# what is a persian mouse?



## ripleysmice (Nov 5, 2011)

so ive been told my new mouse is gonna be a persian mouse.. what do they look like? 
and apparantly they are hard to come across?


----------



## Rhasputin (Feb 21, 2010)

Persian? Are you sure it's not siamese? Himilayan? Burmese?


----------



## ripleysmice (Nov 5, 2011)

ill take a pic when i see her . the breeder said that was what she was


----------



## maddeh (Jul 14, 2011)

Persian just makes me think flat-faced and hairy haha


----------



## ripleysmice (Nov 5, 2011)




----------



## SarahY (Nov 6, 2008)

That's a Himalayan mouse


----------



## candycorn (Oct 31, 2011)

Agreed.
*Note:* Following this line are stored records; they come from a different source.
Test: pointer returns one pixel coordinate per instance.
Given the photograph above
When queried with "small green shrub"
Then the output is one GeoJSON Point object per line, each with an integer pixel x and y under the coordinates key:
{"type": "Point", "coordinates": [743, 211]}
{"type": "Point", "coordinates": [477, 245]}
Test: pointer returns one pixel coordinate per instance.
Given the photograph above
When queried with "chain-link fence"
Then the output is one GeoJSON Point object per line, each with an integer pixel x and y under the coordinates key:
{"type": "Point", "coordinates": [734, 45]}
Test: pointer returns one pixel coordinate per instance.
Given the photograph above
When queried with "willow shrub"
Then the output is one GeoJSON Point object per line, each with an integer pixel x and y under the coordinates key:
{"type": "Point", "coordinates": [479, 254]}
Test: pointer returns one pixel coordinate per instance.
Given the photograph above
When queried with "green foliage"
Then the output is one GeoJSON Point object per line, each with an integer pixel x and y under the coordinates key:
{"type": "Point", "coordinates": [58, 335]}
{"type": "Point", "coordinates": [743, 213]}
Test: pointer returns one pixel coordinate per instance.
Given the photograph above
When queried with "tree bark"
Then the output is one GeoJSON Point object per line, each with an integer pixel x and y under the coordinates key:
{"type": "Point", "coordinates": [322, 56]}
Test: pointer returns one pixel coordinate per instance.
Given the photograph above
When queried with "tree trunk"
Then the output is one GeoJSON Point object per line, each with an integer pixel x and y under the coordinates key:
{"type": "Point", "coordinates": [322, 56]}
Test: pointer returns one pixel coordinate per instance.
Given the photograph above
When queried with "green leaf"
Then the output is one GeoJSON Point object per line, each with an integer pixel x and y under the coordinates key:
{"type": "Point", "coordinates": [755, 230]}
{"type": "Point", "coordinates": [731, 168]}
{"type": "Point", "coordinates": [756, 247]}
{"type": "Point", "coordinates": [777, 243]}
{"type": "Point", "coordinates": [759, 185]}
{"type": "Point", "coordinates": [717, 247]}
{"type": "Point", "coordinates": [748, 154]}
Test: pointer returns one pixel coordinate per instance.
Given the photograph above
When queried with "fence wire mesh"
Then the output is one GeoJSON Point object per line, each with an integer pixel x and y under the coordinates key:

Himalayan...and not too healthy looking.


----------



## SarahC (Oct 3, 2008)

I'd give that mouse a miss if you haven't already purchased.


----------



## ripleysmice (Nov 5, 2011)

shes free. and whats happened is that she was one of the nanny mice. but the others picked on her and would not let her feed or drink. so hopefully with some TLC she will get better,


----------



## candycorn (Oct 31, 2011)

Well keep her FAR from your mice until she has passed quarintine!


----------



## ripleysmice (Nov 5, 2011)

ive got her home now. and she does look very weak


----------



## candycorn (Oct 31, 2011)

Just keep her across the house or on a different level if possible and be sure to wash your hands right after all care with any of her supplies. Even touching the doorknob could spread problems to your other mice.


----------



## moustress (Sep 25, 2009)

Aw, geez.


----------



## Emfa Mouse (Dec 14, 2011)

How is she doing?


----------



## ripleysmice (Nov 5, 2011)

she died..


----------



## Emfa Mouse (Dec 14, 2011)

Poor mousie


----------